Fazer composição seria fácil se Marina apenas buscasse o poder pelo
poder. Bastaria a oferta de ministérios, secretarias, algum poder dentro
do Poder e estaria tudo certo. Aparentemente.
Mas não acredito que seja essa a idéia de Marina – voltar a participar
do Poder entrando pela porta dos fundos e aceitando a sua fatia em troca
dos votos recebidos no 1º turno. Mesmo porque foram votos espontâneos,
que despertaram parte do povo ainda consciente de sua força para a
possibilidade de um Brasil novo, longe das políticas sujas a que estamos
acostumados. Foram votos de esperança, de um novo tipo de esperança, e
que não podem, simplesmente, serem jogados no lixo do esquecimento.
O Partido Verde, enquanto partido político, não tem a força que Marina
possui: de congregar as pessoas. É um partido instável, que carece de
ideologia e que aproveita a onda verde do momento apocalíptico que passa
a mãe terra. Por si mesmo, o PV não tem como barganhar nem um voto. Mas
Marina tem essa força. Aqueles que votaram em Marina acreditarão nela
no instante em que ela apontar um dos dois candidatos - Dilma ou Serra –
como sendo aquele que cumprirá, pelo menos em parte, os objetivos a que
ela se propôs, caso fosse eleita.
E para que isso aconteça, para que os votos de Marina revertam para o
PSDB ou para o PT será necessário que um dos dois partidos assuma um
compromisso público com o desenvolvimento sustentável, capaz de suprir
as necessidades das futuras gerações, sem esgotar agora os recursos para
o futuro, promovendo a revisão de políticas públicas que são predadoras
em relação ao homem e à natureza.
Não acredito que o PT faça isso, porque está demasiadamente atrelado ao
capital internacional e ao grande latifúndio nacional, cedendo cada vez
mais terras para desmatamento, promovendo a destruição da Mata
Atlântica e, o que é mais visível e criminoso, prestes a construir a
Usina hidrelétrica de Belo Monte no rio Xingu, no estado do Pará – o que
irá desalojar milhares de pessoas e causar imenso impacto ambiental.
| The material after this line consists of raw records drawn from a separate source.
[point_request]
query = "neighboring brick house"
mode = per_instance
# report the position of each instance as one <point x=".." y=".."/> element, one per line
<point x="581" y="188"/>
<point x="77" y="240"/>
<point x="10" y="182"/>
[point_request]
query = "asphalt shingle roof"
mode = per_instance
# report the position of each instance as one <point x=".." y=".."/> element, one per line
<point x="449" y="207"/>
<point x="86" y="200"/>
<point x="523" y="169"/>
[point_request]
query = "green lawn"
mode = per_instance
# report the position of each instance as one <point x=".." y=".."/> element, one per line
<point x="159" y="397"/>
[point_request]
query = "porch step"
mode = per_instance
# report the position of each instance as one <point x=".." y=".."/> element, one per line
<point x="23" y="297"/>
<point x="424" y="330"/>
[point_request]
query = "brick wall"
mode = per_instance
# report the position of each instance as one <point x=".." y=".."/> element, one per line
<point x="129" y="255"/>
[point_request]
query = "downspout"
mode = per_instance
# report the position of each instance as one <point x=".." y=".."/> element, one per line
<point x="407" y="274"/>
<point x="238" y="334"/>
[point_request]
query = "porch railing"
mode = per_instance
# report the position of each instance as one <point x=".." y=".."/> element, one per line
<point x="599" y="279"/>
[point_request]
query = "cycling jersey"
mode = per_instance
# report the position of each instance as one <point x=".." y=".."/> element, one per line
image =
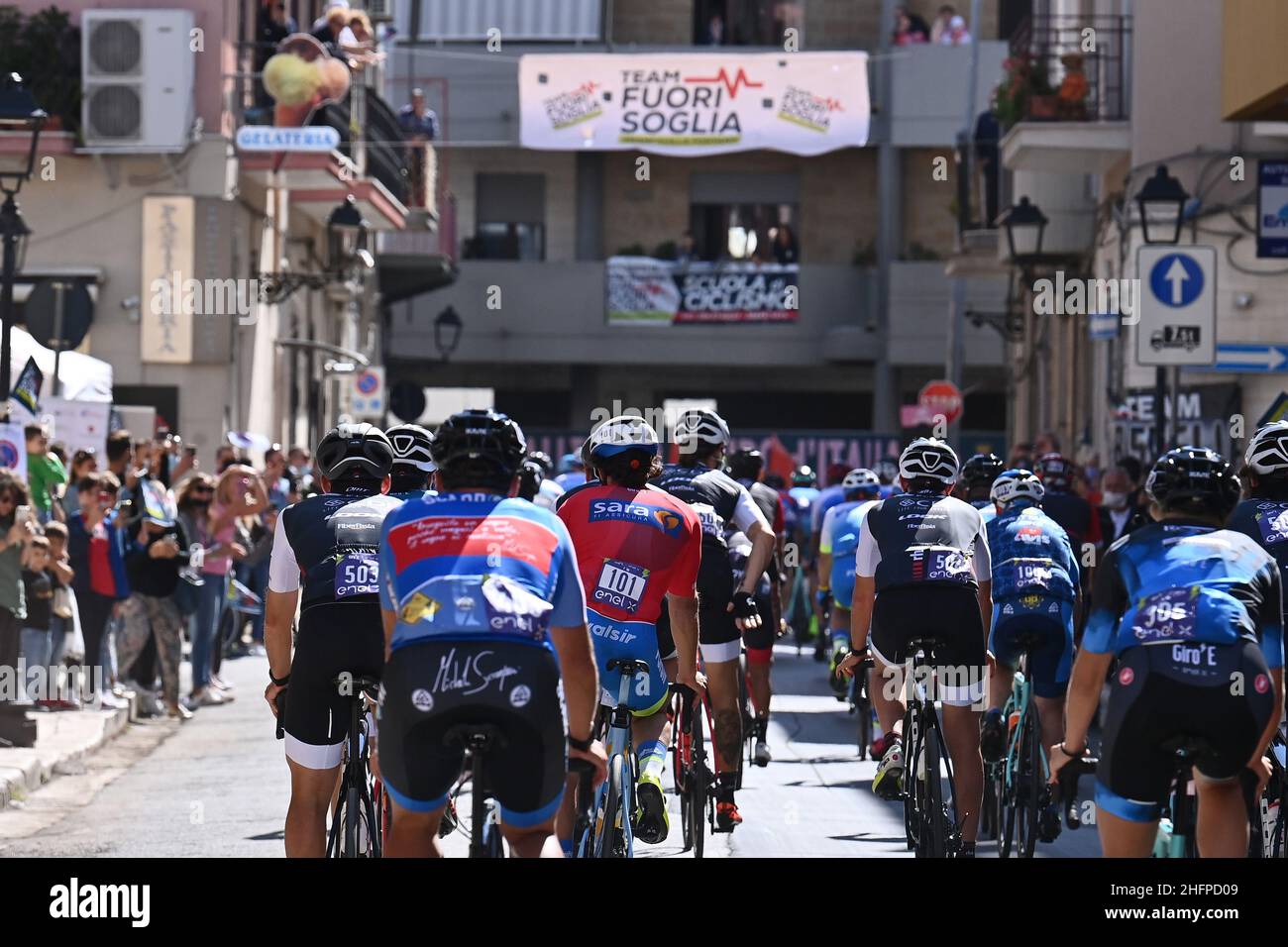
<point x="1030" y="556"/>
<point x="923" y="539"/>
<point x="330" y="541"/>
<point x="634" y="547"/>
<point x="478" y="567"/>
<point x="838" y="536"/>
<point x="1185" y="581"/>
Além disso, o PT acredita que com apenas mais três ou quatro pontos
percentuais Dilma vencerá a eleição. Dilma, que tem um profundo
desagrado por Marina, que a colocou em xeque.
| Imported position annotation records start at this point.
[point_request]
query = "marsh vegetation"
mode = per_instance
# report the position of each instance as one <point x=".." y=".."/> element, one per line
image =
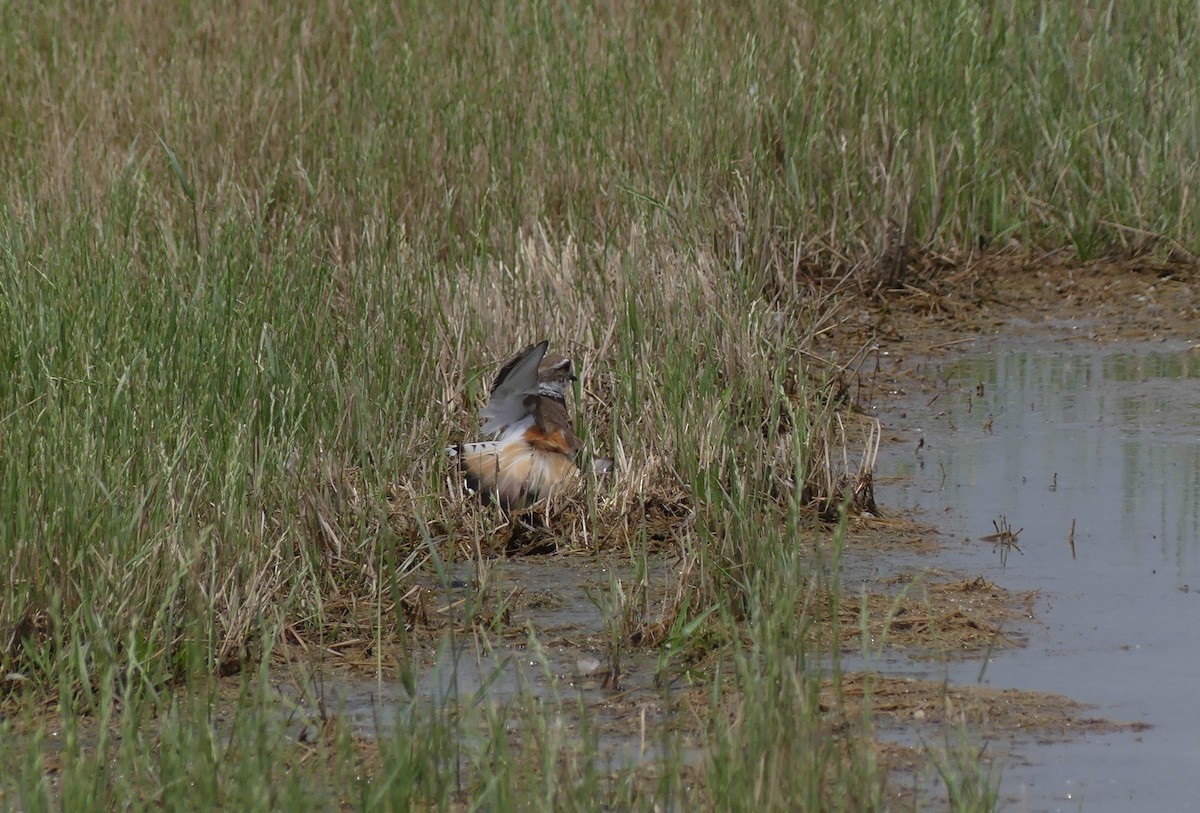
<point x="259" y="264"/>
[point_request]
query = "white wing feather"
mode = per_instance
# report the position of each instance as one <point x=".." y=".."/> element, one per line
<point x="508" y="402"/>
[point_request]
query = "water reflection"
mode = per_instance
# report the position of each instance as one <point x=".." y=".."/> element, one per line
<point x="1108" y="441"/>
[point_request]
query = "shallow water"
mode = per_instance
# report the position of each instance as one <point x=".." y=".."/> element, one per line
<point x="1105" y="440"/>
<point x="561" y="598"/>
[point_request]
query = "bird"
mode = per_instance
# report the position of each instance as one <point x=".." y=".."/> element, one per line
<point x="531" y="455"/>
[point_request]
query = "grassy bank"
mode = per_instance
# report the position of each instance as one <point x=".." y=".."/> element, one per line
<point x="257" y="268"/>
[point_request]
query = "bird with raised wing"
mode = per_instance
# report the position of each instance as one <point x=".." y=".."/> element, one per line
<point x="532" y="452"/>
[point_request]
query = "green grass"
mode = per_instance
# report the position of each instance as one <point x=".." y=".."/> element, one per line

Resta o PSDB. Poderia o PSDB de Serra dar alguns passos atrás na sua
política conservadora e centrista, que pouco se diferencia da política
do PT? Poderia Serra prestar um compromisso inviolável de promover o
desenvolvimento sustentável, através de políticas públicas ligadas ao
meio ambiente e à defesa da natureza? Poderia o PSDB, e Serra,
comprometer-se a combater seriamente o desmatamento, a diminuir as áreas
de cultivo de transgênicos, a impulsionar uma política nacional de
defesa do meio ambiente e, o que é mais importante neste momento, evitar
a construção de Belo Monte?
Até que ponto os grandes partidos brasileiros, apoiados em grandes
coligações e interesses econômicos, são confiáveis em suas promessas?